このままでは日本の財政は悪化の一途であるとして、この資金の流れの源泉を断ち
切ることが郵政民営化の大きな意義でした。
「政・官・財」癒着の構図を断ち切るにはその根本である資金(=財投)の流れを
変える。
省庁をスリム化し、天下りをなくし、日本の財政を立て直す、それが郵政民営化の
大きな目的のひとつでした。

■財投はすでに復活している!

しかし、麻生政権以降のここ数年の郵政民営化見直し路線の中、財投は大復活!
その規模は今も拡大中なのです。

<2010年度 財政投融資計画、30年ぶりの伸び率へ> 【2009年12月25日付 朝日新聞】
『政府は25日の臨時閣議で、2010年度の財政投融資計画を決定した。

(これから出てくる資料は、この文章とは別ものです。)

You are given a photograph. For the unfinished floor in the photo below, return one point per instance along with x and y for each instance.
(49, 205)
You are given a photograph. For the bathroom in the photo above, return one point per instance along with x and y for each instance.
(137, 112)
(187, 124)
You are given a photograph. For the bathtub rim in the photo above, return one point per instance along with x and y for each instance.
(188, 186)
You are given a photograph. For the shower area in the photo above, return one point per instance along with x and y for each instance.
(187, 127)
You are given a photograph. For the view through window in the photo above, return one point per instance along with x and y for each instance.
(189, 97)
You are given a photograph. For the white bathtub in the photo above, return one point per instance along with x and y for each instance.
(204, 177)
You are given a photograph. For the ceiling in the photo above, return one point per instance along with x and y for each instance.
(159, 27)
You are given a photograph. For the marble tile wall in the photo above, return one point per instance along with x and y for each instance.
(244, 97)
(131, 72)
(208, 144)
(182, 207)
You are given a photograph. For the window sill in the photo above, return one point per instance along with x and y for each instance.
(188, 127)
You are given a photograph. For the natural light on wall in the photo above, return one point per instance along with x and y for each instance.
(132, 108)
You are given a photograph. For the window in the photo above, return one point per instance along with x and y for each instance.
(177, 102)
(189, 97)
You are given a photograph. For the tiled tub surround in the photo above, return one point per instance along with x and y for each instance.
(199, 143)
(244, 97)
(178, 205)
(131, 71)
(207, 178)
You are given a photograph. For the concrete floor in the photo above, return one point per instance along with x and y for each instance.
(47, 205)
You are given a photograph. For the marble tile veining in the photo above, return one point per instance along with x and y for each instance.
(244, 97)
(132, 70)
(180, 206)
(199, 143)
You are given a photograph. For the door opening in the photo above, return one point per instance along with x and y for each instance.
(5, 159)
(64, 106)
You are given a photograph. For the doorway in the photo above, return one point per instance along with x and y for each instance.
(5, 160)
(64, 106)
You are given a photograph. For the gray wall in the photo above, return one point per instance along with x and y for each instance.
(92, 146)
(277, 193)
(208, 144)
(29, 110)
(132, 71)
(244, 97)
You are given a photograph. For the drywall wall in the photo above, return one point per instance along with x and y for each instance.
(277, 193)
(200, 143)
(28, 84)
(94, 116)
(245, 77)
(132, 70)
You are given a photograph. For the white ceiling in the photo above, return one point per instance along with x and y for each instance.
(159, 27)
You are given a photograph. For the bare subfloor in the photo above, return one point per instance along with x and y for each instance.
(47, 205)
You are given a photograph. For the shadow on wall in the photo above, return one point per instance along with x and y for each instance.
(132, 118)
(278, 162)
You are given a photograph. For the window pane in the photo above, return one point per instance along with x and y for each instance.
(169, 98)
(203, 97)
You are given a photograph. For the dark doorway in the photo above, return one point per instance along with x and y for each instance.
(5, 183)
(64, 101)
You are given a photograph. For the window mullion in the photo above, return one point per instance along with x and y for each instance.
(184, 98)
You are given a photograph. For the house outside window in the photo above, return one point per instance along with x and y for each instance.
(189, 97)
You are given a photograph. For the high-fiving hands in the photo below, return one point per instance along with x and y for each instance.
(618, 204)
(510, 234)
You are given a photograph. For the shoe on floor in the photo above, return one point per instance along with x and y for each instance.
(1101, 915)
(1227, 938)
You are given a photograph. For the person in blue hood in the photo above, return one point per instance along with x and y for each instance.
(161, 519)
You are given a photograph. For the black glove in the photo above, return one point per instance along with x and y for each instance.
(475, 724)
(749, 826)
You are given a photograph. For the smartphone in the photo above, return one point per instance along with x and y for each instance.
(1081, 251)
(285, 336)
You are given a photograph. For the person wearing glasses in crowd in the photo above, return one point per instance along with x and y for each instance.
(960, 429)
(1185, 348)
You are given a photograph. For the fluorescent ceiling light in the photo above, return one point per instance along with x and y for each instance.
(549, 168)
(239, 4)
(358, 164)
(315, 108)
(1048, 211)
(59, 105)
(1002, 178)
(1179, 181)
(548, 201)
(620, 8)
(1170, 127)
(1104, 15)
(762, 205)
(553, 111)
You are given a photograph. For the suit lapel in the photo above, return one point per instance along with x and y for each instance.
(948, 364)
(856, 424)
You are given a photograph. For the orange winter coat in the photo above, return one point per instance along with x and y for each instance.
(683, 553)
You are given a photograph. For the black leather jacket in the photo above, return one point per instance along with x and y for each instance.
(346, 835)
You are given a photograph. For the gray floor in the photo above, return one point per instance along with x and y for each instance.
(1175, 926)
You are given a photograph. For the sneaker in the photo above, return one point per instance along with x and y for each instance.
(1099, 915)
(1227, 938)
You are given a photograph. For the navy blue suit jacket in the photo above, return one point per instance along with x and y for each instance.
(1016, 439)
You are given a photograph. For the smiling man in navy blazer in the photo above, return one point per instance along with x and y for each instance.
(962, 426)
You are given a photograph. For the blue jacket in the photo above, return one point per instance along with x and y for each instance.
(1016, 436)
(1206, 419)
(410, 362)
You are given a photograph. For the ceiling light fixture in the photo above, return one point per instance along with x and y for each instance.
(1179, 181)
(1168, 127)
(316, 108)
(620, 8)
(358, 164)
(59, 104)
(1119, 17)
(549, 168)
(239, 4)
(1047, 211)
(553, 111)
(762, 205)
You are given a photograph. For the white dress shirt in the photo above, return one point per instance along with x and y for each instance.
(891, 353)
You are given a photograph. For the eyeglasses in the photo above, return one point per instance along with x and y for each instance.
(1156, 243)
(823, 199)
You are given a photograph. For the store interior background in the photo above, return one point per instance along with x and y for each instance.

当初計画比
15.7%増の18兆3569億円と、2年連続の増額となった。緊急経済対策を踏まえ、
企業の資金繰り対策や地方公共団体の資金調達支援などに対応する。約30年ぶり
の高い伸び率だ。』

今の、日本国の年間の歳入はざっと約40兆円、歳出はなんと約90兆円です。その差
50兆円は結局国債という将来への借金でまかなっています。その国債を買い支えて
いるのが、郵貯と簡保の資金です。
景気悪化に伴って緊急性が高いとはいえ、国債依存の歳出増加傾向は当面続きそうです。
今回の郵政改革案はその原資を確保することが狙いなんでしょうね、きっと(?)。

郵貯・簡保資金を減らすことで、自律的に財政の健全化に向かうことを目指した
郵政民営化は完全に立ち消えました。

民主党は「官僚主義」を変えたいんじゃなかったのでしょうか?
「政・官・財」の癒着の構造を断ち切ると言ってませんでしたでしょうか?
国民のお金を政府が吸い上げて何をするつもりなんでしょうか?
肥大化する郵政はどう黒字化するつもりなんでしょう?
そもそも金利が上がったらその補てんはどうするつもりなんでしょう?

それらを含めてせめて郵政国有化による今後の国民負担はどうなるのかの試算は
しっかり出してほしいと思います。

今回は少々憤ってみました。次回もお楽しみに!

【編集後記】 「まだまだ憤っております」

今回の改革案は、国民新党主導の内容ですから、民主党の議員さんは反対している
人は少なくないようですね。是非しっかりと修正してほしいと思います。
しかし、そもそも国民新党は前回の衆議院総選挙では代表の綿貫氏は落選したし、
議席数を減らしているわけですよね。つまり「郵政国有化」なんていうのは全然
民意を反映していないと思うのですが・・・。
おかしくないでしょうか!?
・・・と日曜のテレビを見ながら憤っておりました。